Depends on how one looks at it. Julius and Julia would seem to be one such example of where the female equivalent is derived from the male version. Historically, it is true that the name Julius seems to have been common long before Julia was. However, both follow basic Latin grammatical forms. The name stem is "Juli-" while the "-us" and "-a" endings are merely declension specific endings (and those declensions have gender associated). Julius and Julia are grammatically cognates, not derivatives.
Or consider Aaron and Erin; the former was popular long before the latter, and so one might well suppose that the latter was derived from the former. However, if one is willing to trust a
website on name information (a dubious proposition, of course), then Erin and Aaron aren't even related (the former being of Hebrew origin and the latter being of Gaelic origin).
General classifying nouns, however, such as waiter and waitress or actor and actress, appear (to the best of my knowledge) to be much more along the lines of what you are talking about, and indeed is seemingly unnecessary. The only potential use I can see for having different words for the same position is, say, for a director to know who he ought to cast in a particular role (though we may be too hasty in excluding women from men's parts, and vice versa. Such swaps used to work, after all).
We could talk through all of that, but I think if you're looking for a yes-or-no answer as to whether sex-specific names are sexist, look no further than the fact that names are rarely chosen by adult individuals who are looking to express themselves.
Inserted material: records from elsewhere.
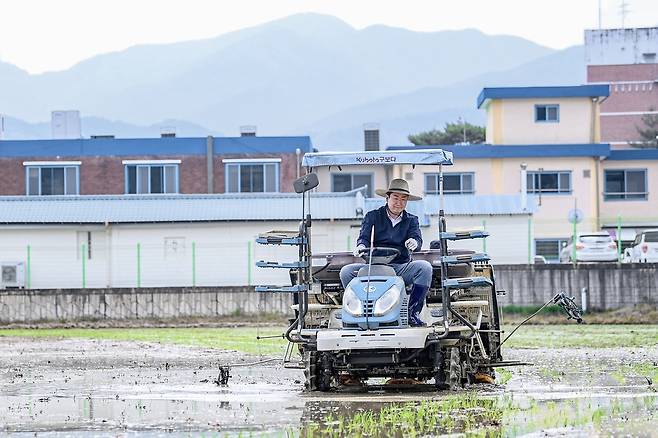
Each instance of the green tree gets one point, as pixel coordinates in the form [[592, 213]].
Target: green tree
[[453, 133], [650, 133]]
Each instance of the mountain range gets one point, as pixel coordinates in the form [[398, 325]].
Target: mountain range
[[306, 74]]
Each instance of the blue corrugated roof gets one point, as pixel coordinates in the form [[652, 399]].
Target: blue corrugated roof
[[152, 146], [542, 92], [463, 205], [511, 151], [633, 154]]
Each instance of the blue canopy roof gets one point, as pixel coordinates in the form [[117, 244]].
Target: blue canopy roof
[[542, 92], [410, 156]]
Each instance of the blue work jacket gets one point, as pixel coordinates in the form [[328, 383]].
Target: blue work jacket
[[388, 235]]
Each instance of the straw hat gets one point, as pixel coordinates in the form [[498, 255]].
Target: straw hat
[[398, 185]]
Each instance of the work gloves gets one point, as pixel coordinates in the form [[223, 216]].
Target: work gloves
[[357, 251], [411, 244]]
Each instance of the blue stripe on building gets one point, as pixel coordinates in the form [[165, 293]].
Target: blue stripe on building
[[519, 151], [152, 146]]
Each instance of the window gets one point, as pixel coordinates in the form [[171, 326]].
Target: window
[[549, 248], [453, 183], [549, 182], [151, 178], [252, 177], [625, 184], [44, 180], [547, 113], [344, 182]]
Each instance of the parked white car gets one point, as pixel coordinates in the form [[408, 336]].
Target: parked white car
[[644, 248], [591, 247]]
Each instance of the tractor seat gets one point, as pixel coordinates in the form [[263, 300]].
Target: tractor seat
[[377, 270]]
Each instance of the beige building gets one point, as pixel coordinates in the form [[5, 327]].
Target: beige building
[[545, 140]]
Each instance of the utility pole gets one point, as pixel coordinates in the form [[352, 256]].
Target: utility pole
[[623, 11]]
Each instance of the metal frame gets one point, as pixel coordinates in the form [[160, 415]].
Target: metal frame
[[176, 166]]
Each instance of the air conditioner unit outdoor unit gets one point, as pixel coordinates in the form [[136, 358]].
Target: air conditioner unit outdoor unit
[[12, 275]]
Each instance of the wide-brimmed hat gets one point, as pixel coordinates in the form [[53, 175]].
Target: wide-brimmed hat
[[398, 185]]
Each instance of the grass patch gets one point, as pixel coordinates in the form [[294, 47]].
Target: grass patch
[[463, 413], [583, 335], [241, 339]]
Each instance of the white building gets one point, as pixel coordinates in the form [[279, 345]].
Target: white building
[[209, 240]]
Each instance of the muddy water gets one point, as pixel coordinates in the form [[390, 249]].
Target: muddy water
[[103, 388]]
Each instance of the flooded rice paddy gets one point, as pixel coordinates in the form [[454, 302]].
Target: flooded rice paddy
[[81, 387]]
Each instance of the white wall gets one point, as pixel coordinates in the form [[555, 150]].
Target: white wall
[[221, 250]]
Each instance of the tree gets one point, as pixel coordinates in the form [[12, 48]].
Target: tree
[[453, 133], [650, 134]]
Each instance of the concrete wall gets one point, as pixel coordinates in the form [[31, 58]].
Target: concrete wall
[[72, 305], [514, 122], [610, 286]]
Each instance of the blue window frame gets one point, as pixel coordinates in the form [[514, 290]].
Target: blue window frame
[[252, 177], [454, 183], [549, 182], [151, 178], [550, 248], [625, 184], [547, 113], [47, 180], [344, 182]]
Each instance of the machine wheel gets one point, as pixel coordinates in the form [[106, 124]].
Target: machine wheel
[[317, 371], [454, 370]]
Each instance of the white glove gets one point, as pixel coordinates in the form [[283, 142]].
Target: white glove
[[358, 249], [411, 244]]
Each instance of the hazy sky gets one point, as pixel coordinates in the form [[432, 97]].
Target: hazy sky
[[46, 35]]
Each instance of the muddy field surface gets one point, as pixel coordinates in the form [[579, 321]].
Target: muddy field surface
[[75, 387]]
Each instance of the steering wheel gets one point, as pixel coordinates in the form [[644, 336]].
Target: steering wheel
[[383, 254]]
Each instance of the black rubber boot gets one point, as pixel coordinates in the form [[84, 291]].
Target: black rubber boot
[[416, 303]]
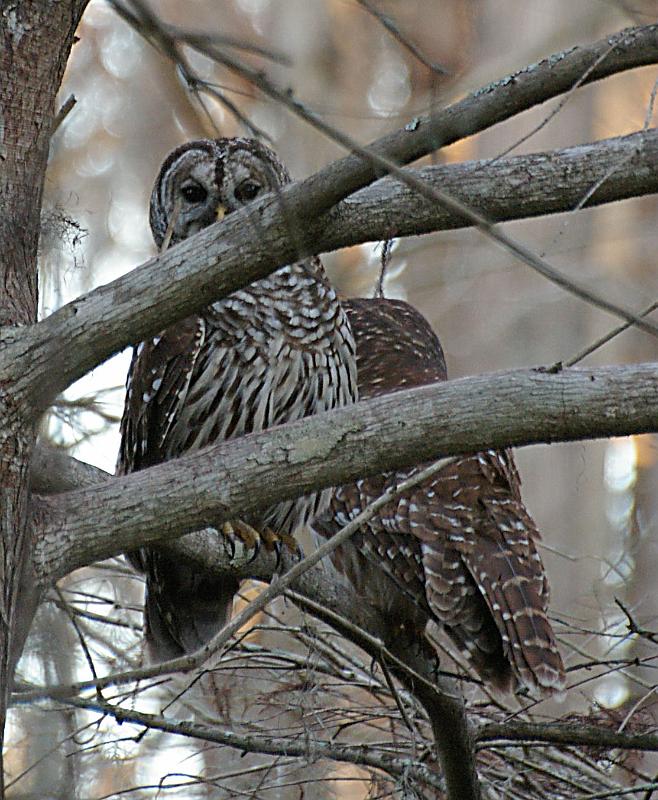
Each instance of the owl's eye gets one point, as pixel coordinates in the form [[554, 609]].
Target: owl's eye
[[246, 191], [194, 193]]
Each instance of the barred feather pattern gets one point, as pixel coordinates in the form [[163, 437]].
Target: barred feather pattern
[[459, 549], [279, 350]]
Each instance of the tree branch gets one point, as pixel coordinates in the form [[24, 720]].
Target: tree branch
[[252, 743], [223, 258], [402, 429], [567, 734], [504, 189]]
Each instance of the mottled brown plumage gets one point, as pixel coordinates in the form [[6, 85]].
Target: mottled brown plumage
[[274, 352], [458, 549]]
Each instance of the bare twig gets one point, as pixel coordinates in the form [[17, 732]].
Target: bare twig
[[392, 27], [63, 113]]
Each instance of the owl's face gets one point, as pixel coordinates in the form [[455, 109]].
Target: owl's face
[[202, 181]]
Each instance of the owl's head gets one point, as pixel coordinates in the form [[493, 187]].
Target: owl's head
[[202, 181]]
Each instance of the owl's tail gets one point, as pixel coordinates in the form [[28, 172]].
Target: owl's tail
[[183, 608]]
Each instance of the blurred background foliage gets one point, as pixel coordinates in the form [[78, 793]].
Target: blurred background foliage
[[595, 502]]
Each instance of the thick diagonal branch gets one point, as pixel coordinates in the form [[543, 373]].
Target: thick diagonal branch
[[221, 259], [401, 429]]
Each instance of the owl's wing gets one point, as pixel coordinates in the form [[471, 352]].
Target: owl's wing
[[183, 608], [157, 385], [459, 549], [484, 577]]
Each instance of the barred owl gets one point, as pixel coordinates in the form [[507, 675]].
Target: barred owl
[[458, 549], [279, 350]]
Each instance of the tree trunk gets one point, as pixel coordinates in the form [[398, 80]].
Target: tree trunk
[[35, 40]]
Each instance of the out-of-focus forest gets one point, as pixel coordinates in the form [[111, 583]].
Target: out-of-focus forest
[[594, 502]]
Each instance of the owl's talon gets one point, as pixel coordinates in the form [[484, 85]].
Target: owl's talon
[[237, 530]]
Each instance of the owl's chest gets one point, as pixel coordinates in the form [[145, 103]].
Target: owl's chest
[[258, 368]]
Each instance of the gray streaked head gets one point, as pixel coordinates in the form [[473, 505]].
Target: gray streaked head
[[203, 180]]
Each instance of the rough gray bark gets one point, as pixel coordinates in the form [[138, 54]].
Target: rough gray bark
[[397, 430]]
Do you mean that people seldom choose standard names when selecting adult monikers, or that they seldom choose sex specific monikers? And in what setting?
People choose aliases for the internet fairly often, and as adults, but anonymity seems to be a powerful draw for non-standard names than an aversion to sexual identifiers. Additionally, people seem to still generally follow vague naming conventions. To be very hasty in my generalizations, it seems that words that end in consonants are often associated as being masculine while words that end in vowels are often associated as being feminine (though diminutives of all sorts also often take vowel endings). To use the forum as an example:
Uboa, Zephira, and ZaichikArky are all self-identified women. You'll note, each ends in a vowel. Take a few male examples: Faust Wolf, Thought, Ramsus, Truthordeal. We all choose names that end in what could be interpreted as standard masculine naming conventions.
Anywho, I'm not meaning to disagree; I just thought of the possibility and as such haven't had time to figure things out for myself.
Naming culture is interesting. Today, most people keep the names they've been given at birth for their entire lives.
I think you might be too legalistic in such a perspective. I can assure you, my parent's didn't name me Thought. Also, I have had a few nicknames over the years as well. People usually refer to me by my "real" name, but I've had plenty of other names too. The difference is that one was recorded by the government and the others weren't. But that difference doesn’t make the others non-names.